Intel’s Unison, once a promising cross‑device layer, has been sunset, putting more pressure on Microsoft’s first‑party stack to deliver. Windows’ advantage is its massive install base and tight shell integration; the challenge will be rallying third‑party developers to support the Continuity SDK with the same urgency seen in Apple’s ecosystem.

For developers: What’s required to participate

Microsoft’s “Cross Device Resume (XDR)” guidance gives Android developers the hooks they need:

  • Limited Access request: Provide your app’s package ID, store URL, and screenshots of the native UX to get approval.
  • Android prerequisites: Minimum SDK level 24, Kotlin 1.9.x, and explicit metadata in AndroidManifest that declares your app as a resume context provider.
  • Windows prerequisites: The desktop target must accept resume intents or deep links that land users at the exact activity—a document ID, thread ID, playback position, or URL with scroll anchor. Even if your Windows presence is a PWA or classic Win32 app, you need a way to receive and process that context.

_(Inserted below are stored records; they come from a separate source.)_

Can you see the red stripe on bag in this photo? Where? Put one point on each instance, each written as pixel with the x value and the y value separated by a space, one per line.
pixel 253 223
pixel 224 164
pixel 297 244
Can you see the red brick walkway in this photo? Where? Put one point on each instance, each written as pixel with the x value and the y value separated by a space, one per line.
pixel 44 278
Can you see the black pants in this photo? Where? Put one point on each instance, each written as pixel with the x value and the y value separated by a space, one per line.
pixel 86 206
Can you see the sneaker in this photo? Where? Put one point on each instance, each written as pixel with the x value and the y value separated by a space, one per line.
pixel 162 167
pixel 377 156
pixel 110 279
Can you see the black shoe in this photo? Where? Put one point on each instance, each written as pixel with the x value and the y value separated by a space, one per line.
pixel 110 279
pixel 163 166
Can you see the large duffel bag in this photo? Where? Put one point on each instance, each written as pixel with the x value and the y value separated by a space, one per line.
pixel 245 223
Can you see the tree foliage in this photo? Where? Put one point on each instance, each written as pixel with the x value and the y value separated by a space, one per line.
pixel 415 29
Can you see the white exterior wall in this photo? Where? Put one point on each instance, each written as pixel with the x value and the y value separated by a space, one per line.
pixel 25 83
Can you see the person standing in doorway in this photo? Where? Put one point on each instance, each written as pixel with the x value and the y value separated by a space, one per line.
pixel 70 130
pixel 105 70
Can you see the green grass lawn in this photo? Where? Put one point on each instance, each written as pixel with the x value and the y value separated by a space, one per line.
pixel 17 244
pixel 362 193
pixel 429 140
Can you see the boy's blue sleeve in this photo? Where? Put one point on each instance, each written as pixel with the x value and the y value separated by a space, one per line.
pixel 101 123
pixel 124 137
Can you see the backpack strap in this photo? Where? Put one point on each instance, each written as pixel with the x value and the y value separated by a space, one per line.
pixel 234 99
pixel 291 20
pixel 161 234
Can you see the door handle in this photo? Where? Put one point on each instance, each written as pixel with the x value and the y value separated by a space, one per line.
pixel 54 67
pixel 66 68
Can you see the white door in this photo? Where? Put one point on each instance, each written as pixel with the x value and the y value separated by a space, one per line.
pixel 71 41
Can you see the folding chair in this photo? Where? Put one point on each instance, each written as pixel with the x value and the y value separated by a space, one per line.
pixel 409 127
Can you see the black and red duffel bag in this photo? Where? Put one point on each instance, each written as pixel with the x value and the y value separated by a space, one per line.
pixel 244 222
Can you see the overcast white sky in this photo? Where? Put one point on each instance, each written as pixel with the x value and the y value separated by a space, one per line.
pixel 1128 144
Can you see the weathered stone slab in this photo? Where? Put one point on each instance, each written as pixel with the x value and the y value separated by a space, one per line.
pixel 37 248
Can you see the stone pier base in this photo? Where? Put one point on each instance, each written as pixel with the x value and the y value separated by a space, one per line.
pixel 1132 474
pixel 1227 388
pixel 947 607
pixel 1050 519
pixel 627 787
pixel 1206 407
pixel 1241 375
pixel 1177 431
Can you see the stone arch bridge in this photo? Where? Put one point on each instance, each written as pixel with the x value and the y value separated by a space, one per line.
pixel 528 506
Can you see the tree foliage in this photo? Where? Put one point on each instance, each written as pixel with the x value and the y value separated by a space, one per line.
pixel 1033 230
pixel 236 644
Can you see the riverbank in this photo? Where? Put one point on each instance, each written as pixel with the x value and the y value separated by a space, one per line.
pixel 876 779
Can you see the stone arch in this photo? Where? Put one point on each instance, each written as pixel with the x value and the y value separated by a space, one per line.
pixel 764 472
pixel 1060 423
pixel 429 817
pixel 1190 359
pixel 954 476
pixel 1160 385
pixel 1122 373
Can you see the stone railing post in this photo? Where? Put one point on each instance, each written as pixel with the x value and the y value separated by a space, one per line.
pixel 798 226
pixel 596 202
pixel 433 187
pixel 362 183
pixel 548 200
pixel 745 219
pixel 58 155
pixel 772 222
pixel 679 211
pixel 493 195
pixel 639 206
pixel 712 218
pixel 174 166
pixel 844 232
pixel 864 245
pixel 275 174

The payoff: fewer drop‑offs when users switch devices and a more “native to Windows” feel for your service without building an emulator‑friendly Android experience.

What’s next?

Based on demos and documentation cadence, the most logical expansions include:

  • Messaging handoff: Jumping into a WhatsApp or Teams conversation on the desktop exactly where you left off on your phone.
  • Document continuity beyond OneDrive: The task continuity API already covers URLs and cloud files; third‑party editors could plug in to hand off open documents.
  • Media and reading apps: Podcasts, audiobooks, and long‑form reading apps are low‑friction expansions—any context with a clear “position” maps well to Resume.

As with any Insider feature, timelines can shift. If Microsoft can demonstrate low latency and high reliability, and if developers embrace the SDK, Resume could graduate from a nifty demo to a daily habit for millions of Windows users.

The bottom line

Android app handoff in Windows 11 won’t run your phone’s apps on your desktop. Instead, it brings the same activity to your PC’s native app, instantly. After years of dabbling with cross‑device ideas, Microsoft has found a focused, shell‑native approach that feels modern: context‑first, privacy‑aware, and developer‑extensible via a formal SDK. With WSA in the rearview, this is the path forward for Windows and Android together—lighter, faster, and, if partners deliver, finally seamless.

For Insiders, it is a glimpse of a future where the gap between phone and PC narrows not through virtualization, but through intelligent context transfer. For everyone else, it is a signal that Microsoft is serious about making Windows the hub of your digital life, one click at a time.